El domingo preparé la mochila con calma y partí a las 11 hs. Paulo me acompañó a tomar el bus hacia la salida de Pelotas, que costó 2,75 reales y fue el primer transporte que pagué desde el primer día del viaje. Me despedí de mi amigo con la sensación de volvernos a ver pronto, y media hora más tarde ya estaba en camino otra vez, haciendo dedo en la BR 116 rumbo al pueblo de São Lourenço do Sul, que tiene playa de agua dulce en la laguna de Los Patos.
Una pareja mayor que allí iba a pasar la tarde del domingo me levantó tras poco más de una hora con el pulgar en alto. El sol del mediodía era muy fuerte y el reflejo me provocó ardor en los ojos.
São Lourenço es muy bonito, colonial, con playas muy bellas de agua dulce, a las que miles de personas se habían acercado a tomar sol o darse un baño. Un viejo galeón hace paseos por la laguna dando una imagen de puerto de piratas. Es una réplica en homenaje a los 150 años de la colonización alemana pomerana. Pasé la noche con la carpa armada detrás del Banco do Brasil.
El lunes al mediodia salí a hacer dedo. Hasta la BR116 me llevó un auto, pero en el empalme no había ninguna sombra. Caminé hasta el primer parador donde descansé hasta que bajara el sol. Ahí hice dedo un par de horas, hasta que Héctor me llevo, en dos etapas, hasta Canoas, en la periferia de Porto Alegre. En la primera fueron unos 160 km, luego él se desvió unos km para hacer un tramite personal mientras yo me duchaba en un posto Ipiranga y luego volvió para recogerme y hacer otros 60 km a destino.
Me dejó en la estación del tren, que tomé hasta el aeropuerto. Eran las 9 de la noche y necesitaba un lugar seguro para conseguir un baño, wifi y descansar.
Con internet me conecté con mi amigo Francisco Molina Bom, quien enseguida me invitó a su departamento y me indicó como llegar.
Pase tres días en Porto Alegre, una ciudad completa, desigual, una metrópoli de tres millones.
Junto a Francisco conviví con Diego y Camila, dos argentinos que también andan por acá. Compartimos gastos de comida, que fueron 10 reales en los tres días, más algunas invitaciones del anfitrion, como un buen tannat uruguayo y una pizza.
Los gaúchos son orgullosos, marcan contínuamente sus diferencias con el resto de Brasil.
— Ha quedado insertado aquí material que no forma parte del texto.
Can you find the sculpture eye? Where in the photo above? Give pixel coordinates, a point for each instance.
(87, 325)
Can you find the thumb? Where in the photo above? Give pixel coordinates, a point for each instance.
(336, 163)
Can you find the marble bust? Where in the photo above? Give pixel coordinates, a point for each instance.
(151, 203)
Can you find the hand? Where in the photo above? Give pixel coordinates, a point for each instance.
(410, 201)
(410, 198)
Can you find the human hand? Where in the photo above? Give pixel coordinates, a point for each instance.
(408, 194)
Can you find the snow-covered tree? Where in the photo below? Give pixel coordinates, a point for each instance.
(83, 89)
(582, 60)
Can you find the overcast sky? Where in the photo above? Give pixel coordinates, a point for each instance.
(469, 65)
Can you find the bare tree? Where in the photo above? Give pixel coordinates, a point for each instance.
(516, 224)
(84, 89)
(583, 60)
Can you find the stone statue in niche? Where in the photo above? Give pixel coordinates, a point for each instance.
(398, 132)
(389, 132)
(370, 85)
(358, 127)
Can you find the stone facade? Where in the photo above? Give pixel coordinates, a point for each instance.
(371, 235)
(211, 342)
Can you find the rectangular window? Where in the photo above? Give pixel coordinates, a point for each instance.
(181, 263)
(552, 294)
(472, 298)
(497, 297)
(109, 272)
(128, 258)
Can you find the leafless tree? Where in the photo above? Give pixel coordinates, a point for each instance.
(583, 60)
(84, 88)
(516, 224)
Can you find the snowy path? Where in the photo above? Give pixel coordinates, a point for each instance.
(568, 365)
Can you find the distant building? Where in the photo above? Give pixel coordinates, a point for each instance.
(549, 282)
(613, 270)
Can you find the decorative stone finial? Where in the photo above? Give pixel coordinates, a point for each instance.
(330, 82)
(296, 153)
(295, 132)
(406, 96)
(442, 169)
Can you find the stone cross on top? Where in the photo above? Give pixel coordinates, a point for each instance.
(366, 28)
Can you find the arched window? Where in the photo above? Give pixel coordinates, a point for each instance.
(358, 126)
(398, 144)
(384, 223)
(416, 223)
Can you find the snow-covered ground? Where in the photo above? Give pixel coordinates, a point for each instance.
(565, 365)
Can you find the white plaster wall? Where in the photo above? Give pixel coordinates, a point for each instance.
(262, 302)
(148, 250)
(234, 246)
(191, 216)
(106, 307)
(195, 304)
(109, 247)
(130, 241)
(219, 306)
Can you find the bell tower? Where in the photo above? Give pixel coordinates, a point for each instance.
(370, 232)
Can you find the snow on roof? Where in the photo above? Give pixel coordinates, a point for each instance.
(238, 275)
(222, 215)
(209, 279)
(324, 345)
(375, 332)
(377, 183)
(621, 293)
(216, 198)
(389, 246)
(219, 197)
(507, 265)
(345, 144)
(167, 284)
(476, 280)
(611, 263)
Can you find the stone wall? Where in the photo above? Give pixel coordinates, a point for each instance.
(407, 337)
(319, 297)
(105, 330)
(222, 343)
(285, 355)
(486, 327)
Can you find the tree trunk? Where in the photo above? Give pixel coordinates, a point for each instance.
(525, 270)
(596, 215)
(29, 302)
Se nota y mucho la ascendencia alemana y en menor medida la italiana, y demás está decir de las similitudes con los argentinos, que incluyen el gustopor el mate.
Urbanísticamente la ciudad es un buen ejemplo de modernidad,  planificada, con numerosas autopistas y peatonales, parques y centros comerciales. Una ciudad relativamente segura para recorrer.
El viernes por la mañana partí hacia el norte, en tren por 1.70 reales hasta Novo Hamburgo, el final de la línea.
NH es atractivo, con calles empinadas y lujosas torres de departamentos, y posee un centro histórico con encanto alemán de principios de siglo veinte.
Dudé en quedarme a pasar la noche, pero las ganas de conocer la sierra pudieron más. Como Novo Hamburgo es muy grande, tome un bus a Dois Irmãos, para hacer dedo ahí. Costó bastante salir, unas dos horas, que mas otras dos de viaje hicieron que llegara a Nova Petrópolis a media tarde. Éste es un pueblo muy agradable, autodeniminado “el jardín de las sierras” con miles de flores y un bello parquizado que hacen honor a la denominación. Di unas vueltas de paseo, y otras para buscar donde acampar. La mayoría de las casas estaban abiertas de par en par y no había policías, lo que da idea de seguridad. Finalmente di con la Brigada Militar, pedí lugar para acampar allí y lo hice en la canchita de futbol del predio.
La mañana siguiente, sábado, la dediqué a tomar fotos y recorrer, hasta que pasado el mediodía seguí por la ruta para hacer dedo. En menos de una hora paró un muchacho que iba a Canela, así que hasta allí fuimos, pasando por Gramado.
Labelleza natural de estos parajes, sumado al encanto de la parquización, el cuidado del medio ambiente y la sofisticada arquitectura centroeuropea hacen de Gramado y Canela un lugar como pocos en América, punto de partida para numerosos paseos y atracciones.
Dormí en carpa en un terreno abandonado, entre hortensias y araucarias, con sueño tranquilo pese a la llovizna.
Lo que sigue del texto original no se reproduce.